The company expects growth to slow down considerably in Q4, projecting net sales for the year-end quarter to be between $140 billion and $148 billion, or to grow between 2% and 8% compared with Q4 2021.
For Q3, Amazon reported net income of $2.87 billion (down 9%), or earnings per share of 28 cents, after sustaining losses in the first half of 2022 due to its investment in e-vehicle company Rivian. Wall Street analysts on average expected Amazon to post Q3 sales of $127.45 billion and earnings per share of 21 cents.
Amazon shares tumbled as much as 20% in after-hours trading on the Q3 revenue miss and weak Q4 outlook. The company’s earnings report comes after tech giants Meta and Alphabet both missed Q3 targets on weak ad spending.
In reporting Q3 results, the ecommerce giant called out viewing of Prime Video’s “The Lord of the Rings: The Rings of Power” and its exclusive streaming of the NFL’s “Thursday Night Football” games. The eight-episode “Rings of Power” premiered Sept. 2; it’s the most expensive TV show ever made with an estimated $450 million budget (not including $250 million it paid in a licensing deal with J.R.R. Tolkien’s estate).
“The Lord of the Rings: The Rings of Power” drew more than 25 million global viewers on its first day, the biggest debut in Prime Video history, and is nearing 100 million viewers to date, according to Amazon.

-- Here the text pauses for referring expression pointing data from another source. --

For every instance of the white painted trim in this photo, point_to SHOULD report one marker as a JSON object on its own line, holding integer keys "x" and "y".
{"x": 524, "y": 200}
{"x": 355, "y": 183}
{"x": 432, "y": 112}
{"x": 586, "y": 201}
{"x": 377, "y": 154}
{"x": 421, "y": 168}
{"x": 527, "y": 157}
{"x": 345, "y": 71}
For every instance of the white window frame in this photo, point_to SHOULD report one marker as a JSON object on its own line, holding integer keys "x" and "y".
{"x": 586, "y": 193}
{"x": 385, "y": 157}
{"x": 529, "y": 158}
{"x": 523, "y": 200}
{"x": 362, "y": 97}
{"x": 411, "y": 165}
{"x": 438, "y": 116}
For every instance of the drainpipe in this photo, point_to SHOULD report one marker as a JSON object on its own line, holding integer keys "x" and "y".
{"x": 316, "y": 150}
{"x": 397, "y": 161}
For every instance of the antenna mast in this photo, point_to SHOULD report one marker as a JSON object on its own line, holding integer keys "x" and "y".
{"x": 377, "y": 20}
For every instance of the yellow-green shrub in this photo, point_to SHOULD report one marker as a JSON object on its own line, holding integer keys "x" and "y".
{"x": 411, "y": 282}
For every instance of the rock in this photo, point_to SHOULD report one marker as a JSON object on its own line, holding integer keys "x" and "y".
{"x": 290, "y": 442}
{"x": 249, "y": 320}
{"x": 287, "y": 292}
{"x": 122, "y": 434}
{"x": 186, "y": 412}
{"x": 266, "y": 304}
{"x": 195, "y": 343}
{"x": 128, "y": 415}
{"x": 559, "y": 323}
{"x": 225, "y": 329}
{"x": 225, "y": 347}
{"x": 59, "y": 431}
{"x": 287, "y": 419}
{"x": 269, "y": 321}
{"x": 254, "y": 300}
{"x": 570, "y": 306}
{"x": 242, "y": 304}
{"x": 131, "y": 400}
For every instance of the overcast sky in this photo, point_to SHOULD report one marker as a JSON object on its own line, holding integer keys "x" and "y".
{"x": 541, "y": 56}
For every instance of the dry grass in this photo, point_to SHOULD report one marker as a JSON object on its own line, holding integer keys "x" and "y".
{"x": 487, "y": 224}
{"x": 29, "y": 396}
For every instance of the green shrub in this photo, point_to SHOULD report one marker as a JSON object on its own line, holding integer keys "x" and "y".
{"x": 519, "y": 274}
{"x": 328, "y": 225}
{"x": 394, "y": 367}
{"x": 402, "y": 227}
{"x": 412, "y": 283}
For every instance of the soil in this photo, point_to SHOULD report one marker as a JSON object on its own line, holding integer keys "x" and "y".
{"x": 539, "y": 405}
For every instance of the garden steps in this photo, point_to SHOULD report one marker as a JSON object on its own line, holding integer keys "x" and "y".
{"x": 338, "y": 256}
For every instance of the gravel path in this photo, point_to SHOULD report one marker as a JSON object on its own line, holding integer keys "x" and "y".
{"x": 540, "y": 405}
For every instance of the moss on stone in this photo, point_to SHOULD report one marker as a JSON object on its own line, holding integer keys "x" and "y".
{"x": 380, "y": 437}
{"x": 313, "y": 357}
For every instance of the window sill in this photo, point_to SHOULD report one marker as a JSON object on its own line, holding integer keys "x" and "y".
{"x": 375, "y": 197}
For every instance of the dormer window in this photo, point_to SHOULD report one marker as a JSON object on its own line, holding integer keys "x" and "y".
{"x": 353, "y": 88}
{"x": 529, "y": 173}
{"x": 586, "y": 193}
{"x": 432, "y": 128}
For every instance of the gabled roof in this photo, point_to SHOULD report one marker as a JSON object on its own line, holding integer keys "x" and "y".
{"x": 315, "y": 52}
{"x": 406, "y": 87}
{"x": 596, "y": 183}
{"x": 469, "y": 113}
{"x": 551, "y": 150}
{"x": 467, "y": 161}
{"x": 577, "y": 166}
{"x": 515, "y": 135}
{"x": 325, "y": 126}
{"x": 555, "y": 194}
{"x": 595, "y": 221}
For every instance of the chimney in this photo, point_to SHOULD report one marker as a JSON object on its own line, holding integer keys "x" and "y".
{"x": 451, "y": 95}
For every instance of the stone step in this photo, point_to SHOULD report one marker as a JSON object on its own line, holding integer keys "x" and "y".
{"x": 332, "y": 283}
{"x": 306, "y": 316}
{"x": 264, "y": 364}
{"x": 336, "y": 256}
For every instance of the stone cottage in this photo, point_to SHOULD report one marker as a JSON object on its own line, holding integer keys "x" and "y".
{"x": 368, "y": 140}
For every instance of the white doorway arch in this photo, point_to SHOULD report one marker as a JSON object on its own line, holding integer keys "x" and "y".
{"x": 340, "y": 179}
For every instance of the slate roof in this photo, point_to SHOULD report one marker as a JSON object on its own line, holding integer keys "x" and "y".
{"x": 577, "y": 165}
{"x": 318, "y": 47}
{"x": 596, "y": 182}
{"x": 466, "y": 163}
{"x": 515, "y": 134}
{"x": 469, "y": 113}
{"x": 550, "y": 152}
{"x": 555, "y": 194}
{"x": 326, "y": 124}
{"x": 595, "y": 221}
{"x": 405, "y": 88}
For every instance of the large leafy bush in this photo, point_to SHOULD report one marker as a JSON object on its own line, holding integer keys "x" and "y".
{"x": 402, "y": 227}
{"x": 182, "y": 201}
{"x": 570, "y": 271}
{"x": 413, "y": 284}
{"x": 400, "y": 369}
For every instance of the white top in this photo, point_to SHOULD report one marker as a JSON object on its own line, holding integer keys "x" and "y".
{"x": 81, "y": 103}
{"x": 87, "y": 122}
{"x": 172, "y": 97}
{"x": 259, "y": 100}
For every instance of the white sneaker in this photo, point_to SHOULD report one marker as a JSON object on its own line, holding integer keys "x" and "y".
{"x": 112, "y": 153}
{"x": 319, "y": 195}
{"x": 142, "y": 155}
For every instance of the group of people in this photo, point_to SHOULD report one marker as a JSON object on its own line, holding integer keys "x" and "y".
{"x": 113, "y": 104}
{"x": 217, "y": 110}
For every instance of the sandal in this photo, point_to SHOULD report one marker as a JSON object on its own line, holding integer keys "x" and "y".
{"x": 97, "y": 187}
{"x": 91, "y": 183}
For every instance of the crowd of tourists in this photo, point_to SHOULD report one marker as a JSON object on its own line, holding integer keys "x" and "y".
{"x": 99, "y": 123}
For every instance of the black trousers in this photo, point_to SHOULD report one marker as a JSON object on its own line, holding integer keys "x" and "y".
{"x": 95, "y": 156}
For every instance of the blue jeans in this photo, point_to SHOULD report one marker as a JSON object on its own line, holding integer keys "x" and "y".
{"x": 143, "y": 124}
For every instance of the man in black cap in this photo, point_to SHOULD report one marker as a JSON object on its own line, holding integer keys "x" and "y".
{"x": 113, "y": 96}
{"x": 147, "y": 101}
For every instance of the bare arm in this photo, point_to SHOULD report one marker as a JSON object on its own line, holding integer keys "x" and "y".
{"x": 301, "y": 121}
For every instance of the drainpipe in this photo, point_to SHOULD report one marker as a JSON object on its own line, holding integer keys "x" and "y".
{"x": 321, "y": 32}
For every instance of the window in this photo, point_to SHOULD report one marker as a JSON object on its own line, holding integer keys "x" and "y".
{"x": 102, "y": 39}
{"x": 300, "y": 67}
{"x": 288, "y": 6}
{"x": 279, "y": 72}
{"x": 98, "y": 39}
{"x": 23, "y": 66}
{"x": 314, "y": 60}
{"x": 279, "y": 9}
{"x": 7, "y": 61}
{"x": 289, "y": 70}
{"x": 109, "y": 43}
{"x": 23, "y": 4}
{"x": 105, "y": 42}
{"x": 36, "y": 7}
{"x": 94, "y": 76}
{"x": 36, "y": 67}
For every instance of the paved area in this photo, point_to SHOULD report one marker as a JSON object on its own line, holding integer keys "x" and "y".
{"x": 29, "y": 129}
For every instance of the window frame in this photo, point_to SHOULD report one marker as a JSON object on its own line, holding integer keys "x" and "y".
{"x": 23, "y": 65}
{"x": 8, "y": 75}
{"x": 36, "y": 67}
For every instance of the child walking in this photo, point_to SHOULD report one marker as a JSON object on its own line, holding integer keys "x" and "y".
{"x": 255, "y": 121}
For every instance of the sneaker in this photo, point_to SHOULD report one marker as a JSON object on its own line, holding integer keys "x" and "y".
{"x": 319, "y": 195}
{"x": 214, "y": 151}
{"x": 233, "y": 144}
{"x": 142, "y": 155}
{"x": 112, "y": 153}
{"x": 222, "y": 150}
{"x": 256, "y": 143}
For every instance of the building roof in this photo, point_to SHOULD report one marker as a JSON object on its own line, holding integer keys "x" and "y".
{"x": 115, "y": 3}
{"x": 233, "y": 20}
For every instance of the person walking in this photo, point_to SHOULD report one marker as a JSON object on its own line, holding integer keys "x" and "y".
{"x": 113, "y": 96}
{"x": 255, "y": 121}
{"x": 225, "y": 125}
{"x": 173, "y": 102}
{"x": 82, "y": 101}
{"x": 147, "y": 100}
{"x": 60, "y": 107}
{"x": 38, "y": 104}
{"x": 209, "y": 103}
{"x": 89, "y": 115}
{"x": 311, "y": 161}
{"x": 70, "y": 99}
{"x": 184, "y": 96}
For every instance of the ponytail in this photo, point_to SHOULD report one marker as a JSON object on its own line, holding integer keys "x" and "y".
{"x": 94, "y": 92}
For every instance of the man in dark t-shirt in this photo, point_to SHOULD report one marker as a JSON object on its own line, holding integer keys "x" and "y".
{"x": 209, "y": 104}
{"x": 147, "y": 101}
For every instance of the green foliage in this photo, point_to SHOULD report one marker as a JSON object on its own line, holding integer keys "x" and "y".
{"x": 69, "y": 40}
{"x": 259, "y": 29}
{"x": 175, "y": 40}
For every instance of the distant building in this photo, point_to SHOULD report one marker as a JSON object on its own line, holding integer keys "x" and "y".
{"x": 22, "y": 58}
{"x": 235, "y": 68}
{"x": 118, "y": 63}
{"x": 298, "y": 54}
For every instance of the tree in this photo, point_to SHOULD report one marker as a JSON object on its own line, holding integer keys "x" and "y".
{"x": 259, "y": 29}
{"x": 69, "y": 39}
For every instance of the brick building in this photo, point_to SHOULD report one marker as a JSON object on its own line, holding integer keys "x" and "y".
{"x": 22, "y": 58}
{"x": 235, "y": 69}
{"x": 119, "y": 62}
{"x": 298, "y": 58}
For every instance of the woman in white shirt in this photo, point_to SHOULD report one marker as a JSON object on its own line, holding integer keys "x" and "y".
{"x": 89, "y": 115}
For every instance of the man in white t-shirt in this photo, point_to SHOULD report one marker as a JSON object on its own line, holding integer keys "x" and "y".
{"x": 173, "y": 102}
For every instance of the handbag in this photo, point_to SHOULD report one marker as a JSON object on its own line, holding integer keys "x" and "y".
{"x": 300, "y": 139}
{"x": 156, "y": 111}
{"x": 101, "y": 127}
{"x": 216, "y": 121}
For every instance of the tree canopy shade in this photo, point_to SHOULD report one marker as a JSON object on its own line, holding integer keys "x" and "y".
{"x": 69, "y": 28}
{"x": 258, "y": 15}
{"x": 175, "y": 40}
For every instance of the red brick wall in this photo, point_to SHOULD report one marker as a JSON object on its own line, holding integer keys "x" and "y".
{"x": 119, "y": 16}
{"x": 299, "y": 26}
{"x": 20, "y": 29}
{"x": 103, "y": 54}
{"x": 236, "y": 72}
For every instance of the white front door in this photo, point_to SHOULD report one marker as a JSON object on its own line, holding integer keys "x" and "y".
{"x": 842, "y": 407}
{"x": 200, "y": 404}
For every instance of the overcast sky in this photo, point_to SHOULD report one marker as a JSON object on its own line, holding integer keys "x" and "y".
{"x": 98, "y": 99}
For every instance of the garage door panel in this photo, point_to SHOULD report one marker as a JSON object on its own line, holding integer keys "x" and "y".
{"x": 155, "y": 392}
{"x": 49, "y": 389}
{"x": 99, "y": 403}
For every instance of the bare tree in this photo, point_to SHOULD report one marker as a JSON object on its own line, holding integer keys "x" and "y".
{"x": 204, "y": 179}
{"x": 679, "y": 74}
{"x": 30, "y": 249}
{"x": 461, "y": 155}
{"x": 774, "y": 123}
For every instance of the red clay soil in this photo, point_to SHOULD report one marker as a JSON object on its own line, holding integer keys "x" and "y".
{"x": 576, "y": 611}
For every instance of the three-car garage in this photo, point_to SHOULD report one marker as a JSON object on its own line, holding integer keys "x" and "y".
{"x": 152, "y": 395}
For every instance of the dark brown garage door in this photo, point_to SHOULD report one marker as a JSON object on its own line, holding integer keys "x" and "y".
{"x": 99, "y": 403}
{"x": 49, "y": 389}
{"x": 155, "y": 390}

“There is obviously a lot happening in the macroeconomic environment, and we’ll balance our investments to be more streamlined without compromising our key long-term, strategic bets,” Amazon CEO Andy Jassy said in announcing the results that the company was “encouraged by the steady progress we’re making on lowering costs in our stores fulfillment network, and have a set of initiatives that we’re methodically working through that we believe will yield a stronger cost structure for the business moving forward.”
Amazon has been taking steps to rein in costs. That said, the company earlier this month said it intends to hire 150,000 employees throughout the U.S. in full-time, part-time and seasonal roles across its operations network to handle the expected 2022 holiday-shopping surge.
In a relative bright spot for Amazon in Q3, advertising services revenue hit $9.55 billion, up 25% year over year, growing faster in the period than in the first half of 2022. The AWS cloud-services group posted revenue of $20.54 billion, up 27%, lower growth than in the first six months of the year. AWS segment operating income was $5.4 billion, compared with operating income of $4.9 billion in third quarter 2021.